Eski


"İçin ve dışın her zamanki gibi yanarken, sen yılları sayamadan sadece o bir kaç anına tutunup hepsinin bir ilüzyon olduğunu düşünebilirsin. Sonuçta nice nihilistlerle uzun geceler geçirdin, onların her dudak aralayışı seni olduğun yerden biraz daha uzaklaştırdı-dikey düzlemde-fakat senin istediğin ise sadece biraz huzurdu. İstek bile diyemezsin, arayış belki de en dengesi bozuk haliyle. Fakat yükselirken hissettiğin, huzurdan çok ufak bir mide bulantısıyla karışık, yıldırımlarla yüklü duygu bulutları olur. Her dudak aralayışında bir varoluşçunun, sen serin bir ses duyarsın. Cehennemde hissettirecek kadar sıcak, en yüksek dağların üstündeki kadar soğuk, zihninin en derininde en büyük korkun ve en büyük hazzının bulunduğu yerde, ikisinin yin ve yang dan bile daha çok birbirine bulaşmış olduğu yerde, yozlaşmış iki aptal molekül bütünü olduğunu bile bile, koşa koşa, uzanırsın onlara ve bir rockstarın dediği gibi rahat yumuşak ve sıcak bir yatağa uzanır gibi uzanırsın aralarına. Ne kadar sakınsan da kendini materyalden, temelinde bilirsin ki en güzel anların bile sadece bir kaç hormonun sel gibi beynini basması, onu sular altında bırakması ve geri kalan tüm usunu botlarla tahliye etmesidir. Bunları bile bile, koşa koşa yine gideceğimiz yer beynin o ussuz bucaksız bölümleridir. Cehennemde de, cennette de, arafta da, tahayyül edemediğin tüm paralel evrenlerde de ulaşmaya çalışacağın yer orasıdır. En dip. Çünkü bilmediğimiz başka yer yok, bilmediğimiz, tanımadığımız başka kimse yok, her tanıdığını düşündüğün insan onun  kendi zihnindeki yansımasıysa, nasıl bahsedebilirsin birini anladığından, onun beyninin içinde yaşamazken, onun zihninde hangi doğal afetlerin gerçekleştiğini bilmezken. Demem o ki, cehennem her zaman yanar ve sen aslında onun içindeyken, onun da senin içinde olduğunu unutup Sisyphos gibi acı çektiğini düşünürsün."
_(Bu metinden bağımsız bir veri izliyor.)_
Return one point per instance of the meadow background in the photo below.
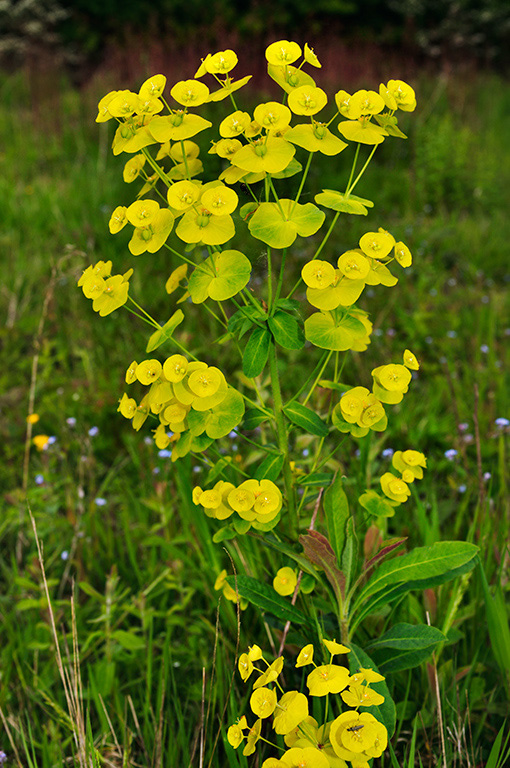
(121, 540)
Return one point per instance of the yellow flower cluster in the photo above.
(186, 397)
(353, 737)
(360, 410)
(256, 502)
(108, 292)
(410, 464)
(329, 288)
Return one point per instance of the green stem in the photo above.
(319, 249)
(353, 168)
(280, 278)
(141, 309)
(303, 179)
(317, 379)
(360, 174)
(283, 440)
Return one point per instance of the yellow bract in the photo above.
(153, 87)
(353, 265)
(234, 125)
(394, 488)
(285, 581)
(310, 57)
(403, 254)
(220, 200)
(272, 116)
(263, 702)
(307, 100)
(220, 63)
(292, 709)
(318, 274)
(328, 678)
(282, 52)
(377, 244)
(190, 93)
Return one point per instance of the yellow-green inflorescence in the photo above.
(192, 401)
(257, 503)
(349, 740)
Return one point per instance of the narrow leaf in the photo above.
(165, 332)
(256, 352)
(286, 330)
(305, 418)
(336, 510)
(270, 468)
(320, 552)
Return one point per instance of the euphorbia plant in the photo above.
(190, 402)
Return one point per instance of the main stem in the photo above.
(283, 440)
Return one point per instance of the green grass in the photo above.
(140, 569)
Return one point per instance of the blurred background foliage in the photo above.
(81, 33)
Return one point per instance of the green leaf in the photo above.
(165, 332)
(328, 331)
(376, 505)
(219, 277)
(278, 225)
(405, 646)
(128, 640)
(286, 330)
(253, 418)
(320, 479)
(305, 418)
(225, 416)
(398, 660)
(224, 534)
(265, 598)
(293, 167)
(331, 198)
(407, 637)
(422, 563)
(388, 595)
(256, 352)
(319, 551)
(385, 712)
(278, 546)
(336, 511)
(270, 468)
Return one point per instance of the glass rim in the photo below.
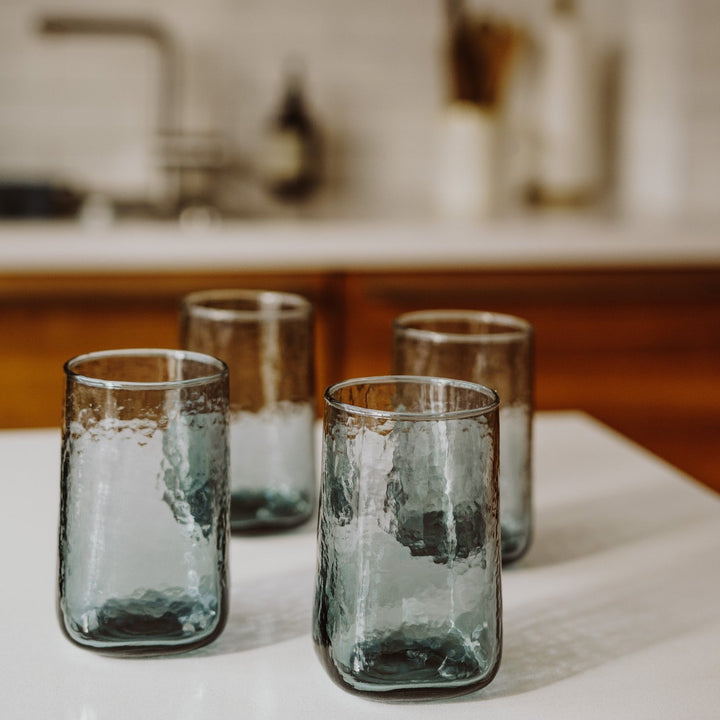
(482, 390)
(196, 303)
(217, 369)
(512, 326)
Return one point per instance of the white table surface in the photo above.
(338, 246)
(614, 613)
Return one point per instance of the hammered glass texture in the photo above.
(495, 350)
(408, 597)
(267, 340)
(144, 501)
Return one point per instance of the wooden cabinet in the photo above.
(637, 349)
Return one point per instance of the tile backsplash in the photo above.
(84, 110)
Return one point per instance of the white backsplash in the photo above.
(84, 109)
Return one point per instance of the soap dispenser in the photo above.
(291, 154)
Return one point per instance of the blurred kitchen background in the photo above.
(88, 108)
(551, 159)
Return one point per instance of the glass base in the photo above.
(398, 668)
(154, 624)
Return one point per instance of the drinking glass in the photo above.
(144, 501)
(266, 338)
(495, 350)
(408, 598)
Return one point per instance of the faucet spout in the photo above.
(168, 126)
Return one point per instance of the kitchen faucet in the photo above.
(168, 126)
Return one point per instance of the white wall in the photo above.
(85, 110)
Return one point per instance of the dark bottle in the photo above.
(292, 162)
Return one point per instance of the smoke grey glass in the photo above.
(143, 530)
(267, 340)
(495, 350)
(408, 597)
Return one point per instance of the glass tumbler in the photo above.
(408, 597)
(266, 339)
(144, 501)
(495, 350)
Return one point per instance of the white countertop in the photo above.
(612, 614)
(335, 246)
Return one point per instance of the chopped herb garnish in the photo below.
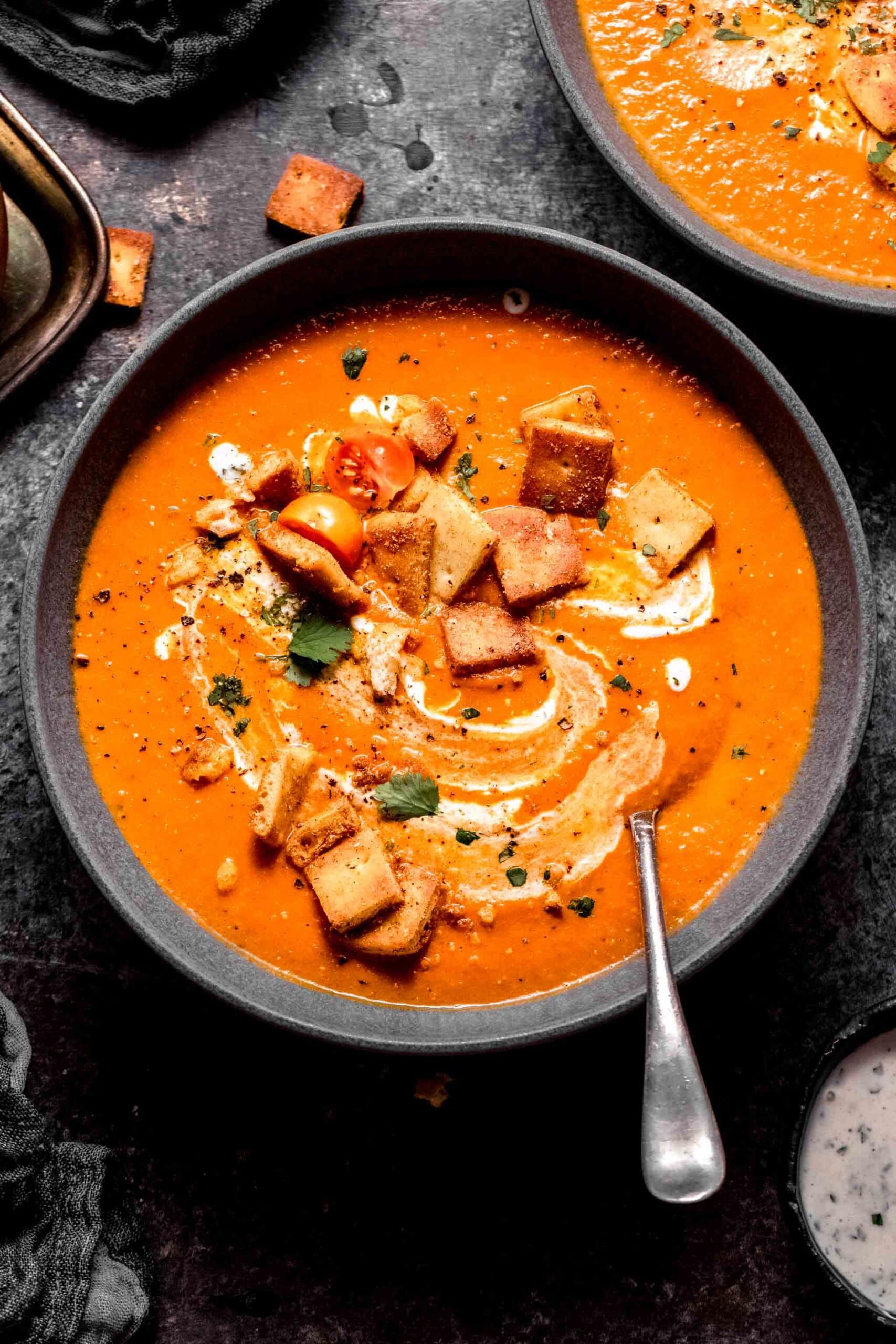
(672, 33)
(406, 796)
(354, 359)
(464, 474)
(582, 905)
(227, 691)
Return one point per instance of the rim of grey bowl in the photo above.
(237, 978)
(559, 30)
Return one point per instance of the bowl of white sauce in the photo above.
(842, 1166)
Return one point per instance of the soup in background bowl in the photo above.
(387, 618)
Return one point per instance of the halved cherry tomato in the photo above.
(368, 469)
(328, 521)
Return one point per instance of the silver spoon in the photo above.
(681, 1153)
Neredeyse 100 hafta önce yukarıda bahsettiklerimi yazıp, kaydettim. Çünkü artık ne bunu yazan zihnim aynı şekilde yönetiliyor, ne de vücudumda bana böyle hissettirecek bir hormon çeşidi kaldı. Aslına bakarsanız klavyeyi e-mail ya da iletişim harici bu şekilde kullanmak bile absürt geliyor. Sanırım bu sayfada bana ait herhangi bir kırıntı bulmak bile hayli zor artık. Başka bir hayatı hatırlamak gibi hepsi, aralarında yaşanmamış olanlar bile olabilir, daha da kötüsü yaşayıp unuttuklarım bile olabilir.

Geçenlerde izlediğim bir belgeselde insan vücudunda yer alan tüm hücrelerin en fazla 8 yılda kendini yenilediği ve eski vücudumuzdan geriye hiç bir şey kalmadığını öğrendim. Sanırım olması gerekenden daha etkili oldu bu bilgi üzerimde. Bu 8 yılın hangi dönemindeyim, ne zaman yok olurum ve yerimi başka birisi alır bilmiyorum. Tek umudum ise çoğalmadan genlerimi aktaracağım bu kişinin benden daha mutlu olması. Referans olması açısından, iki yıl sonra bunun altına istediğini yazabilirsin RasV2.